Looking into my eyes, McCollum admits that I am correct in what I saw. It makes me wonder why we had to ride so far on such a bleak day. Placing more wood on the fire, he settles in.
“Let me tell you the story of the downfall of this settlement, so you will better understand. About ten years ago, a man walked into this thriving village and was welcomed as an additional set of hands to work the land. He was strong and as he helped plant the crops he also began to plant other seeds in the minds of the villagers. He talked of drought, famine, crop failure and starvation, and one by one these worries grew and festered in the farmers’ minds. Negativity slowly sucked the dreams of the future from their naive souls. Pride once held in the appearance of their homes soon faded because they were distracted by fear. And as the fear grew within them, it became a self-fulfilling prophecy. Their crops failed because the darkness of their vision caused them to make devastating decisions. Before long, brother argued with brother and neighbors began to doubt each other’s loyalty. You see, Hilsbeth, what happened here is just the reverse of what you saw. The downfall of this town began with the planting of a thought and when it took hold, there was no one in the village who was powerful enough to stop its manifestation.”
“What happened to the stranger?” I ask, afraid of the answer.
“There will always be darkness in our world that preys on the ignorance of mankind. It creates bigotry and hatred, infests the world with fear and drains the life force from individuals who don’t have the vision to see through it. I brought you here today, so you’ll realize how important it is to hold the light for the ones who are lost. We must never be seduced by the darkness, dear Hilsbeth, but learn to recognize it by the feeling it creates and the destruction left in its wake. We must always instill hope and stand on the side of love, peace, thoughtfulness… and hold a positive vision, because in time… I pray light will prevail.”
Nov 17, 2010
I heard Ruth’s key in the front door and watched her drop her purse and computer on the couch. “Hard day?” I asked, seeing her exhaustion.
“I think I just haven’t been getting enough sleep lately. I’m going to make a cup of tea, take a long hot bath and hit the sack,” she said as she headed for the kitchen.
I hear her mumble, “What the hell!” and I remembered the flowers I left in the sink. She came back into the living room holding the scrap of paper.
“Who’s Jackson Black?”
“He’s that guy I pointed out at The Commons the other day… scruffy guy… older.”
“Yeah, I remember, but what’s with the flowers?” she asked.

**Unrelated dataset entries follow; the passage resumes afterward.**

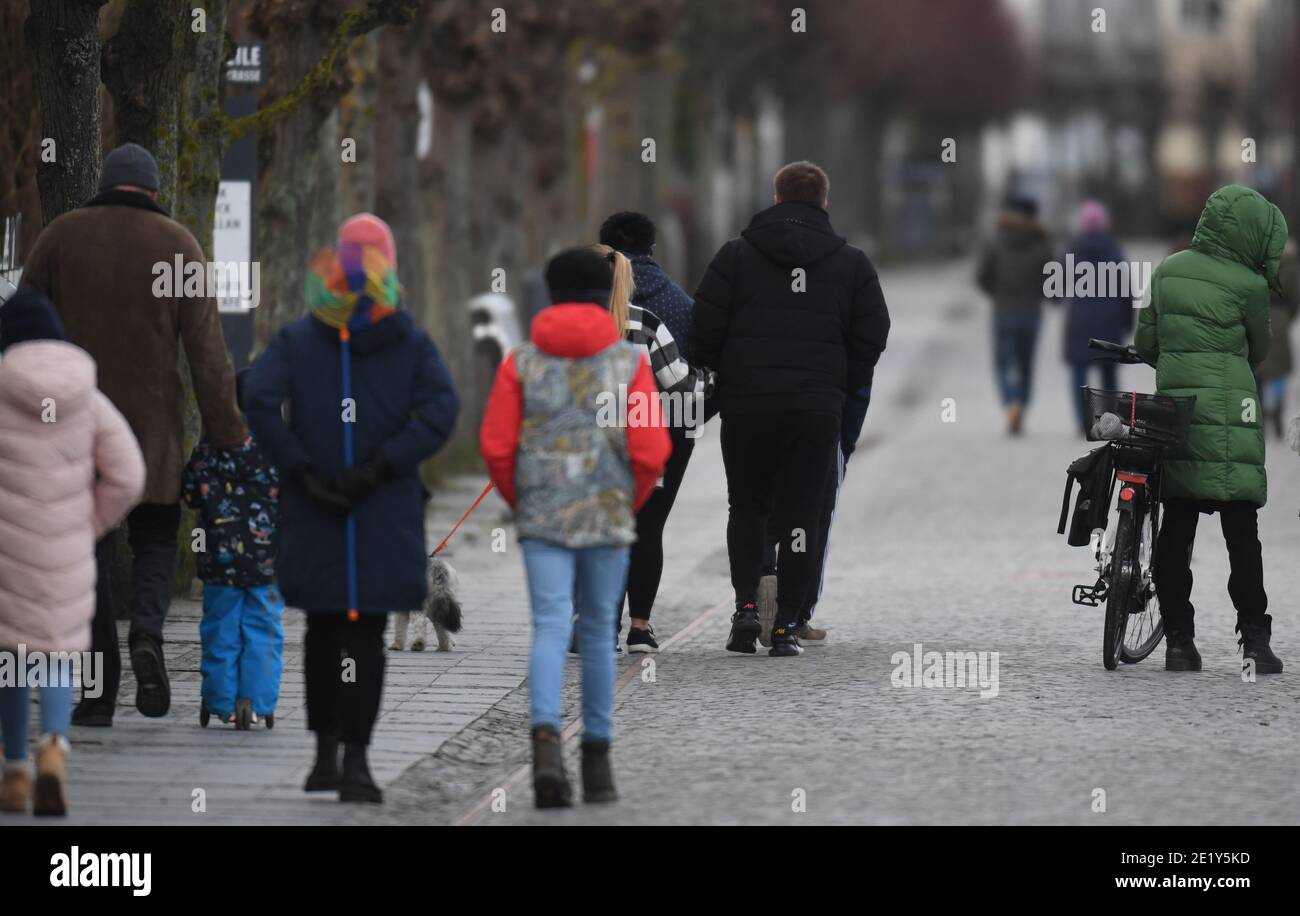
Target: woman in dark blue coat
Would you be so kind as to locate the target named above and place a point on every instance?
(1109, 317)
(368, 399)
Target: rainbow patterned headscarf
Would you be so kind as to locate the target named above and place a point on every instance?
(352, 286)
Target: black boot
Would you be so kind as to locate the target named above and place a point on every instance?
(745, 629)
(785, 643)
(1253, 639)
(550, 785)
(152, 689)
(597, 776)
(1181, 652)
(358, 785)
(324, 776)
(94, 712)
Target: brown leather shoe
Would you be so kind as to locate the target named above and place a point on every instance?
(1015, 417)
(597, 776)
(16, 789)
(551, 788)
(48, 797)
(809, 633)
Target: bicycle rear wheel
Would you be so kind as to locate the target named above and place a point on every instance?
(1122, 569)
(1145, 626)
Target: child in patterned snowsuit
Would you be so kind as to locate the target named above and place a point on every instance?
(237, 495)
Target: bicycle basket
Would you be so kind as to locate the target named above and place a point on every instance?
(1160, 416)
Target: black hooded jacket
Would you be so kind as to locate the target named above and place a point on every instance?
(784, 342)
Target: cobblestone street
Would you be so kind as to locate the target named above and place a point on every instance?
(945, 541)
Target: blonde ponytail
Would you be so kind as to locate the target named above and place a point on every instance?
(620, 292)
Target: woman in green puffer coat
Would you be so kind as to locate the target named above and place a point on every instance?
(1205, 330)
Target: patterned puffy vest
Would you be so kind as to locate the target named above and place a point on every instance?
(572, 474)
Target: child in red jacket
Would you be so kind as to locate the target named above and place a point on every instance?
(572, 441)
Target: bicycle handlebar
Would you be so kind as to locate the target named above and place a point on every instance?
(1121, 354)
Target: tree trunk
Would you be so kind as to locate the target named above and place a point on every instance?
(289, 173)
(203, 142)
(397, 168)
(146, 65)
(64, 39)
(450, 200)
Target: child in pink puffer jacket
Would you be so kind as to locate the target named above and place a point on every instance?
(69, 472)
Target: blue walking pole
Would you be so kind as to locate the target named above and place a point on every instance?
(343, 337)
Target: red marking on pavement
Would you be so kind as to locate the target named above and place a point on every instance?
(571, 730)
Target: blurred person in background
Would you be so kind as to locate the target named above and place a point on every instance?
(98, 267)
(1010, 273)
(69, 470)
(1205, 330)
(1273, 374)
(1108, 317)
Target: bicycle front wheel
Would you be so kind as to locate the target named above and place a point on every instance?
(1145, 626)
(1119, 594)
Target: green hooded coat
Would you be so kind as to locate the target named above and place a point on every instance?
(1205, 330)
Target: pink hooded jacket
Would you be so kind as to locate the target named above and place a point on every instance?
(69, 470)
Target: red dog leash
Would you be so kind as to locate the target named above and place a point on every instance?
(472, 507)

“He was outside the coffee shop, he knew my name and now he obviously has figured out where I live.”
“Is Creepy Guy stalking you?”
I thought hard for a minute before answering.
“It’s hard to explain. It’s like he reaches inside me and takes my joy, leaving me slimed with a dirty feeling. It’s not illegal, but it should be,” I explained.

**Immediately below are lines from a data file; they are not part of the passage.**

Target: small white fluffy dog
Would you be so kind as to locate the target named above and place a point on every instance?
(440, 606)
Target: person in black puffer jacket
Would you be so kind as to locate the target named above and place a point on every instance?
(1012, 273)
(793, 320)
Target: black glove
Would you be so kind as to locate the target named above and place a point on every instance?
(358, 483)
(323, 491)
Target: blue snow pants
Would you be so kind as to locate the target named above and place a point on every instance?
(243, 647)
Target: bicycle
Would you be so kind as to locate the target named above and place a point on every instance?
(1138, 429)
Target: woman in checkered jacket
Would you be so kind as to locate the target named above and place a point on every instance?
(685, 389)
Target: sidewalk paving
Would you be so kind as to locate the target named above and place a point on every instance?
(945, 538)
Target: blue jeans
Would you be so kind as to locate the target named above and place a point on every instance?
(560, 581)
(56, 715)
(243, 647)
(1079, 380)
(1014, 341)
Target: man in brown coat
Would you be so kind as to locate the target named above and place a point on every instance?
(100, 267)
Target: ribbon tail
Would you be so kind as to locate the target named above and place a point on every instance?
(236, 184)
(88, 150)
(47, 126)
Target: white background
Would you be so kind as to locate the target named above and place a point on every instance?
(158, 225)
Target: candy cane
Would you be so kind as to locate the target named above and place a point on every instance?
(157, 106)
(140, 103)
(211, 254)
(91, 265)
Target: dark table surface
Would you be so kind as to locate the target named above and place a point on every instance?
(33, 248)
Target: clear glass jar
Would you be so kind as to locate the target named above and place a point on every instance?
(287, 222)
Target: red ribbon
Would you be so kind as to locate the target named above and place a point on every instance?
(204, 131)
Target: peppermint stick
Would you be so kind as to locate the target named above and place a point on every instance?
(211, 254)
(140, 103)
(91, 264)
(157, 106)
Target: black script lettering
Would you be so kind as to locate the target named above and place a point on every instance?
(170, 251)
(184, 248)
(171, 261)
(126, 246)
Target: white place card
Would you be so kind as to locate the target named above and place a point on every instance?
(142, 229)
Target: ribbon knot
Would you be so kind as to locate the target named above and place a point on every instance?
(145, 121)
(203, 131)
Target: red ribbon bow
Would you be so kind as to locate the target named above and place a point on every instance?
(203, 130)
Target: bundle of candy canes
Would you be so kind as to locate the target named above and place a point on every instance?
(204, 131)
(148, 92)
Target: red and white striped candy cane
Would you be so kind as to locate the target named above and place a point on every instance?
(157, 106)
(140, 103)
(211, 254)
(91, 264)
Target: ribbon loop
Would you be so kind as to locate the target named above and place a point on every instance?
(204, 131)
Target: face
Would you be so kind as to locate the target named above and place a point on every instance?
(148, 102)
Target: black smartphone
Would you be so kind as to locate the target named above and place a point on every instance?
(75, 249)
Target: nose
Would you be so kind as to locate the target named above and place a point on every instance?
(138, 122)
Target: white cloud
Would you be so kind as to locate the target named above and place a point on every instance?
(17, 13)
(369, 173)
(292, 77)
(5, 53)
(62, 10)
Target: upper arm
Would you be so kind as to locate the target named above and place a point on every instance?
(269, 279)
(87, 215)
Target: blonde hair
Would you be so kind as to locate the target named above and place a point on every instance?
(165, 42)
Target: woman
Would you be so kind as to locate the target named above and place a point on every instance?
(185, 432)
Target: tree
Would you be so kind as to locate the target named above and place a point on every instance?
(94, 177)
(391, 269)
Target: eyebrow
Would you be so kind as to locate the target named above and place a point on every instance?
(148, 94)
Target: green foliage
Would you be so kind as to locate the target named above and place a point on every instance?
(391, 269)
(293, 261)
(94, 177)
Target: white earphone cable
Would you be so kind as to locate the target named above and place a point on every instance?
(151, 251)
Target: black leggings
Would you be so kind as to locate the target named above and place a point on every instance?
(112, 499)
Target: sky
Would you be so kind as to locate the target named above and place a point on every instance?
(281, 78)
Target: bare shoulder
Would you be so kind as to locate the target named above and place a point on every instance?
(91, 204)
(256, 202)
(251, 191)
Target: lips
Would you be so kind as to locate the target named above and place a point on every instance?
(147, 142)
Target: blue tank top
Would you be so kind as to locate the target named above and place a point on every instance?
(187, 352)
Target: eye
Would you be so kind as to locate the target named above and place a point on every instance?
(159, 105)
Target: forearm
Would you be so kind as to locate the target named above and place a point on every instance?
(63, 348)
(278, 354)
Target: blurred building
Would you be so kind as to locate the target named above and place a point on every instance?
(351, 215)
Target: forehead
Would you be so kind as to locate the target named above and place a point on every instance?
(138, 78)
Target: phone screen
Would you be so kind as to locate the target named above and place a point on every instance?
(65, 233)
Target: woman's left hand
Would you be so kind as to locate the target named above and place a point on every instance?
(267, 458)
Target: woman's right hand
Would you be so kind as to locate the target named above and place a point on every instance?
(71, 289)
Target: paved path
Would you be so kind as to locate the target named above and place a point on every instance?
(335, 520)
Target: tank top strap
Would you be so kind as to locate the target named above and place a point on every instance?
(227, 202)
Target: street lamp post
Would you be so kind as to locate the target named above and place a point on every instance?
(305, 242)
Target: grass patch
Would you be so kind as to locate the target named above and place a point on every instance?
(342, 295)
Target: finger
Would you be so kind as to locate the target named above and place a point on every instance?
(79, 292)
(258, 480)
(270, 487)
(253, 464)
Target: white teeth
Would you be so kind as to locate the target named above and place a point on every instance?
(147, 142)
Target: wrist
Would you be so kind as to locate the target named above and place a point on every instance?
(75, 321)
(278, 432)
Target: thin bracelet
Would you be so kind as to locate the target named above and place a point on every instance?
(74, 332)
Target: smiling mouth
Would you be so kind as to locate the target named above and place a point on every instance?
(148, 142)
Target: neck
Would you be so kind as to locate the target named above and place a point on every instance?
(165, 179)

“He sounds like my Uncle Marvin. He can suck the happiness out of a room just by walking into it. He loves talking about negative stuff. If it’s not a pandemic or forecasting the crash of world markets, it is the wrath of God. His family is always depressed.”
ABOUT THE AUTHOR:
At thirty-five, I had it all. I owned a well appointed home with a swimming pool, had a career as an engineer and a dog. I remember quite clearly the day I realized I had achieved the American Dream. I had all of the material belongings I ever dreamed of and still had an empty place inside of me. I considered joining the Peace Corp, but decided instead to backpack around the world alone. I made wonderful friends, saw amazing places, but returned home a year later with the same hole in my soul. I’d made the mistake of looking outside of myself for what you can only find inside.

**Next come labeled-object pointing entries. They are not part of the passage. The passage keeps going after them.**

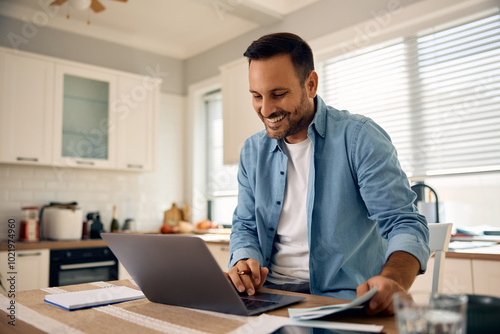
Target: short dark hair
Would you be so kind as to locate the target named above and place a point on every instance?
(282, 43)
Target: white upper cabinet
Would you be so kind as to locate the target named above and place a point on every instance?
(84, 125)
(26, 106)
(67, 114)
(136, 121)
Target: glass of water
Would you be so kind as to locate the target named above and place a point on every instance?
(424, 313)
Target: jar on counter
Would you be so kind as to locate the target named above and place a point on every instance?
(30, 230)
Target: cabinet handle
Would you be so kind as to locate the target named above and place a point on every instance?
(29, 254)
(89, 163)
(27, 159)
(135, 166)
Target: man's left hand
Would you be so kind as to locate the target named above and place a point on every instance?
(382, 301)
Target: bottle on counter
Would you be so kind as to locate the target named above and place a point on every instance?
(29, 224)
(115, 227)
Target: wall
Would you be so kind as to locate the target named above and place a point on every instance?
(312, 22)
(467, 200)
(142, 196)
(57, 43)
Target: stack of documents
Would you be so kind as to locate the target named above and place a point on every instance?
(91, 298)
(318, 312)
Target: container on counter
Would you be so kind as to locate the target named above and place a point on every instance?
(30, 228)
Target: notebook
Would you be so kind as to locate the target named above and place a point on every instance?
(77, 300)
(180, 270)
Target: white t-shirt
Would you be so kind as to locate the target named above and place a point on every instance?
(290, 262)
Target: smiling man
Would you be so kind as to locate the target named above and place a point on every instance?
(323, 205)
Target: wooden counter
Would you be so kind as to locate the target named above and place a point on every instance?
(33, 315)
(47, 244)
(20, 245)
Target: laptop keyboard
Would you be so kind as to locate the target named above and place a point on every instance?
(252, 304)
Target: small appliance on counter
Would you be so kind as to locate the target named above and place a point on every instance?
(94, 226)
(62, 222)
(429, 209)
(30, 229)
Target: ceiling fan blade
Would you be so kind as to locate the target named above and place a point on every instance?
(96, 6)
(58, 2)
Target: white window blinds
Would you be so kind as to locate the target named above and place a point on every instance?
(436, 94)
(221, 179)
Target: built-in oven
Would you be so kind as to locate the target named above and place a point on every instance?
(82, 265)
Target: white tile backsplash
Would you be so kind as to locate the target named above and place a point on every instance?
(142, 196)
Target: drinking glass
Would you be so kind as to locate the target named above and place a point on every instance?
(420, 313)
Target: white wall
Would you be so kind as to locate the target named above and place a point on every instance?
(467, 200)
(142, 196)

Soul Dancing with the Brass Band may be a work of fiction, but the magic and mysticism I talk about exists in everyday life for those who have the eyes to see it. The forces that propel my characters are very much alive in this world, and sometimes we can only comprehend the magnitude of what is happening around us through a story.
My journey led me to the mountains of Colorado where I live with my husband and my new dog.